The Islamic Conference has 45 members--Nigeria would be the 46th--and most have a majority Muslim population. However, some African states with a distinct Muslim minority, such as Sierra Leone and Benin, are also members.
The organization's charter says that its purposes are to "promote Islamic solidarity" and to "consolidate cooperation . . . in the economic, social, cultural, scientific and other vital fields." Most of the time at the recent meeting was devoted to attacking the United States for imposing sanctions against Libya, a member of the conference.
Nigeria, whose 100 million people are about 50% Muslim, has sent observer teams to the conference's meetings since its inception in 1967, but this year, for the first time, Nigeria sent a delegation led by a Cabinet minister, Rilwanu Lukman.
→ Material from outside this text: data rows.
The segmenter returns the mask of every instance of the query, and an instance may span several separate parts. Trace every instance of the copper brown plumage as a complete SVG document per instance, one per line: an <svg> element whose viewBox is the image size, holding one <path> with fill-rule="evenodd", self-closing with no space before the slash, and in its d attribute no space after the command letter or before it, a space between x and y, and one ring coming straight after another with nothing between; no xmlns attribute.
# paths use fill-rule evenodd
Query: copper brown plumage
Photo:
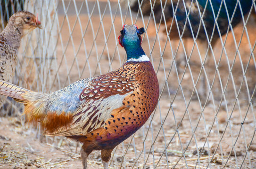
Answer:
<svg viewBox="0 0 256 169"><path fill-rule="evenodd" d="M18 12L11 16L0 33L0 79L12 81L21 38L29 31L41 28L41 22L37 19L29 12ZM0 97L0 107L5 99L5 97Z"/></svg>
<svg viewBox="0 0 256 169"><path fill-rule="evenodd" d="M157 104L157 79L140 45L144 32L135 25L124 25L119 40L127 61L116 70L49 94L0 80L0 93L24 103L29 121L39 122L47 134L81 142L83 169L95 150L101 150L107 169L112 150L145 123Z"/></svg>

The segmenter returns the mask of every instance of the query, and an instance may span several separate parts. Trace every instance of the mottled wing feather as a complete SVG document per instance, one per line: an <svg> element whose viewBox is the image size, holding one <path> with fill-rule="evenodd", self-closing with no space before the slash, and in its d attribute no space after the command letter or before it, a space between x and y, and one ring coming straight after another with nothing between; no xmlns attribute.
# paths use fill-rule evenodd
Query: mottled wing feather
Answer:
<svg viewBox="0 0 256 169"><path fill-rule="evenodd" d="M72 125L50 135L84 135L104 126L105 122L111 117L111 112L123 106L124 98L132 94L134 89L135 76L131 75L139 70L124 70L127 68L124 65L111 74L93 79L80 94L82 103L73 114Z"/></svg>

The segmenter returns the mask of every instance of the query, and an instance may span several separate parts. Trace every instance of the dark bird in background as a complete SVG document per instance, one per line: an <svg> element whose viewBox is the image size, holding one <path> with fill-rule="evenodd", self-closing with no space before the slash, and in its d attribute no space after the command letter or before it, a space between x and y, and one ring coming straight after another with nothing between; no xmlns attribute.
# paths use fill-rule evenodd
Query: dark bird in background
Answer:
<svg viewBox="0 0 256 169"><path fill-rule="evenodd" d="M127 61L114 71L43 94L0 80L0 94L24 104L28 121L39 122L52 136L82 143L83 169L93 150L101 150L105 169L111 152L140 129L157 106L157 75L141 46L143 28L124 25L119 37Z"/></svg>
<svg viewBox="0 0 256 169"><path fill-rule="evenodd" d="M41 28L41 24L33 14L27 11L17 12L10 18L0 33L0 79L12 82L21 38L35 28ZM0 96L0 107L6 98Z"/></svg>
<svg viewBox="0 0 256 169"><path fill-rule="evenodd" d="M9 18L14 13L24 10L24 0L1 0L0 6L0 30L3 30Z"/></svg>
<svg viewBox="0 0 256 169"><path fill-rule="evenodd" d="M149 15L151 13L151 2L156 21L163 23L164 23L164 20L163 18L161 19L162 15L161 6L162 5L164 7L165 0L161 0L161 0L144 0L142 1L140 0L139 4L137 0L132 0L131 8L134 11L138 12L140 6L143 15ZM179 31L180 35L184 31L182 38L193 38L193 37L196 38L198 33L197 41L199 45L198 48L200 55L202 57L205 58L204 59L202 58L203 63L203 63L204 65L207 64L208 60L206 59L207 54L212 54L210 49L207 52L209 45L213 48L221 36L231 31L230 22L233 16L233 19L231 23L233 29L241 22L242 16L245 17L252 6L252 0L173 0L167 1L164 13L167 21L174 19L174 24L173 24L173 26L170 28L170 24L168 26L168 29L171 29L168 30L170 31L171 39L179 39ZM190 9L190 11L189 13ZM204 11L205 13L203 15ZM201 22L200 15L202 16L203 23ZM217 26L215 25L215 20L217 21ZM199 92L200 95L206 97L207 95L206 79L204 72L202 73L202 86L199 88L202 90L199 90Z"/></svg>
Conference officials stated clearly that Nigeria had joined the organization and that the conference regarded Nigeria's new membership as its major accomplishment at the meeting.
Back in Nigeria, the minister of information, Lt. Col. Anthony Ukpo, declined to confirm or deny the report, saying only that the government would make a statement in due course.
'Hot Potato' Issue
In a recent interview, Bolaji Akinyemi, Nigeria's foreign minister, declined to discuss the issue. "It's a hot potato," he said.
A few days later, Gen. Babangida announced that he had appointed a committee to look into the matter. The appointment of committees has so far been Babangida's method of playing for time and defusing sticky political issues.
The stakes could be high for Babangida's government, which already faces an array of serious financial problems and needs as much broad-based political support as possible if it is to carry out a tough program of economic reform.
The Roman Catholic archbishop of Lagos, A.O. Okogie, is among those most upset by the prospect of Nigeria's joining the conference.